Bitcoin is ripe for fraud and Ponzi schemes, warns SEC

Government agency cautions about the use of cryptocurrencies, saying they’re more likely to be used by “fraudsters to perpetrate fraudulent investment schemes.”

Dara Kerr Former senior reporter
Dara Kerr was a senior reporter for CNET covering the on-demand economy and tech culture. She grew up in Colorado, went to school in New York City and can never remember how to pronounce gif.
Dara Kerr
2 min read


The US Securities and Exchange Commission issued an advisory Wednesday that warned investors to be wary of Bitcoin or other virtual-currency related investments.

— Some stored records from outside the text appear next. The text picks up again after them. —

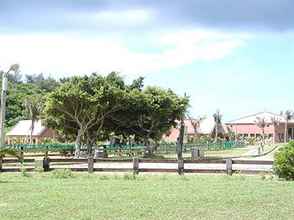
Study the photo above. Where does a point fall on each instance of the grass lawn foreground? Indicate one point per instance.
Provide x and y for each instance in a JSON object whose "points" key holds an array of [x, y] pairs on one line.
{"points": [[164, 196]]}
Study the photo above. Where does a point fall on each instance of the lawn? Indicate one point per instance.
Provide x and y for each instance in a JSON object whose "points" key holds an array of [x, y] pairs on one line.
{"points": [[83, 196]]}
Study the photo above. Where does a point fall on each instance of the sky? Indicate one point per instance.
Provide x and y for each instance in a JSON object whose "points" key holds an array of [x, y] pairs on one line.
{"points": [[232, 55]]}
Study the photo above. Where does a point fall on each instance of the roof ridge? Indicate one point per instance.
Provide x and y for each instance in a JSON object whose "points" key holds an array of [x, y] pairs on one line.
{"points": [[251, 115]]}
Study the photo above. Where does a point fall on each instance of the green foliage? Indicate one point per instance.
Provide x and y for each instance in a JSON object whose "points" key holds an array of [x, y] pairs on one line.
{"points": [[93, 108], [284, 162], [18, 91], [23, 172], [62, 173], [8, 151]]}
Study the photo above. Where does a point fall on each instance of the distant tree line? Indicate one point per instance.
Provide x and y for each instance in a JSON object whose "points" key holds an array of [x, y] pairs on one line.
{"points": [[88, 109]]}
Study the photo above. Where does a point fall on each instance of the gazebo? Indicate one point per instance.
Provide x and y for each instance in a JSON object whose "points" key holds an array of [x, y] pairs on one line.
{"points": [[21, 132]]}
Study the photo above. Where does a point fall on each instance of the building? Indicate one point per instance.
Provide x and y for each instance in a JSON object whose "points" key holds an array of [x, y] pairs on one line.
{"points": [[205, 127], [21, 132], [247, 127]]}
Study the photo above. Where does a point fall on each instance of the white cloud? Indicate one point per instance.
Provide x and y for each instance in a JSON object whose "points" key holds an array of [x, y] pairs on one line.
{"points": [[112, 19], [66, 54]]}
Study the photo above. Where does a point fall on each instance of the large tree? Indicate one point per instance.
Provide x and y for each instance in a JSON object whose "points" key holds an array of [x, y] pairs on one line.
{"points": [[79, 107], [33, 108], [288, 115]]}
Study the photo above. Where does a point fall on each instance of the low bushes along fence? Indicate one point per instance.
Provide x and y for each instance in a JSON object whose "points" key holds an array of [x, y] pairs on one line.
{"points": [[10, 165]]}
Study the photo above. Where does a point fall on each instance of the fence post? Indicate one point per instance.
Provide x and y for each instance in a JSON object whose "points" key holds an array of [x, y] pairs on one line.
{"points": [[46, 164], [21, 155], [136, 165], [180, 166], [229, 166], [90, 164]]}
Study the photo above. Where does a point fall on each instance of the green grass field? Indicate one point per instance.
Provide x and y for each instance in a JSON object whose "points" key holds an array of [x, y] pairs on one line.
{"points": [[83, 196]]}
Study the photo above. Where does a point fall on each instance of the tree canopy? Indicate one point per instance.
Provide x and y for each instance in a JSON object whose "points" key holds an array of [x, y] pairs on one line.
{"points": [[92, 108]]}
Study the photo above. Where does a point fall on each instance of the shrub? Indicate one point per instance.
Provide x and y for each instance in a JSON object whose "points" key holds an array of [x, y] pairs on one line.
{"points": [[284, 162]]}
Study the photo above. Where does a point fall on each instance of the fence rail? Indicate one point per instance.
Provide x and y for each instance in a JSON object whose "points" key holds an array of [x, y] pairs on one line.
{"points": [[139, 165]]}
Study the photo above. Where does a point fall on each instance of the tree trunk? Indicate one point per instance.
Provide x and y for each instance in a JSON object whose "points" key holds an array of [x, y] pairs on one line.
{"points": [[216, 132], [32, 130], [262, 141], [180, 141]]}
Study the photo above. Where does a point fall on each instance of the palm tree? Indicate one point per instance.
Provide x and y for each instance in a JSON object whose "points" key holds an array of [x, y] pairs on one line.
{"points": [[7, 151], [196, 123], [288, 115], [275, 122], [261, 123], [33, 107], [217, 120]]}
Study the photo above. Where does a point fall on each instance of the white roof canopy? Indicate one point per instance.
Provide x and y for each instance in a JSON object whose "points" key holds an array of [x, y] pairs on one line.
{"points": [[23, 128], [251, 119]]}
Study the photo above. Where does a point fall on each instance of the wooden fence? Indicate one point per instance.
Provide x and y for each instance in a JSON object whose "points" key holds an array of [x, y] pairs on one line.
{"points": [[137, 165]]}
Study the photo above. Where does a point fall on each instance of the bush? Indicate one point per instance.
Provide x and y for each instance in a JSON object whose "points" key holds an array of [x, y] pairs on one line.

While not advising investors to avoid Bitcoin altogether, the financial regulator did caution investors by saying the cryptocurrency is uninsured, unregulated, and volatile. But the SEC's chief concern was the risk of fraud.

"A new product, technology, or innovation -- such as Bitcoin -- has the potential to give rise to both frauds and high-risk investment opportunities," the agency's notice says. "Potential investors can be easily enticed with the promise of high returns in a new investment space and also may be less skeptical when assessing something novel, new and cutting-edge."

The government agency also pointed to another investor alert (PDF) it issued, which outlines the risks of Bitcoin in the context of Ponzi schemes. The SEC said that Ponzi scheme organizers often use the newest tech innovations for their scams.

"Innovations and new technologies are often used by fraudsters to perpetrate fraudulent investment schemes," the agency said.

Additionally, the SEC said that investors who were able to cash in when the Bitcoin market was soaring are now more susceptible to being taking advantage of because of their unexpected increase in wealth. They are "attractive targets for fraudsters" and "promoters of high-risk investment opportunities," the SEC said.

It's been a wild ride for Bitcoin over the past couple of years. The virtual currency has become more accepted and grown exponentially -- it went from $2 per coin in 2011 to roughly $1,000 per coin last fall. What's more, cryptocurrency ATMs have begun to pop up, some casinos have said they'd accept digital currency payments, Yelp started listing businesses that accept Bitcoin, and even eBay has begun allowing for limited sales of bitcoins on its US and UK sites.

Yet, the virtual currency has hit some rough patches. Besides coming up against hurdles from US, Japanese, and other regulators, the prominent Tokyo-based Bitcoin exchange Mt. Gox filed for bankruptcy earlier this year. The demise of the exchange came because hackers stole nearly $500 million in bitcoins through a weakness in the company's system. Bitcoin bank Flexcoin also had to shut down after being hacked.

Despite the SEC's concerns, the digital currency still has backing from several US government officials. US Rep. Jared Polis (D-Colo.) has publicly said that dollar bills are as equally vulnerable to instability, illicit activity, and forgery as Bitcoin. The congressman has also noted that dollars have been used extensively in drug trafficking and money laundering, not to mention tax fraud.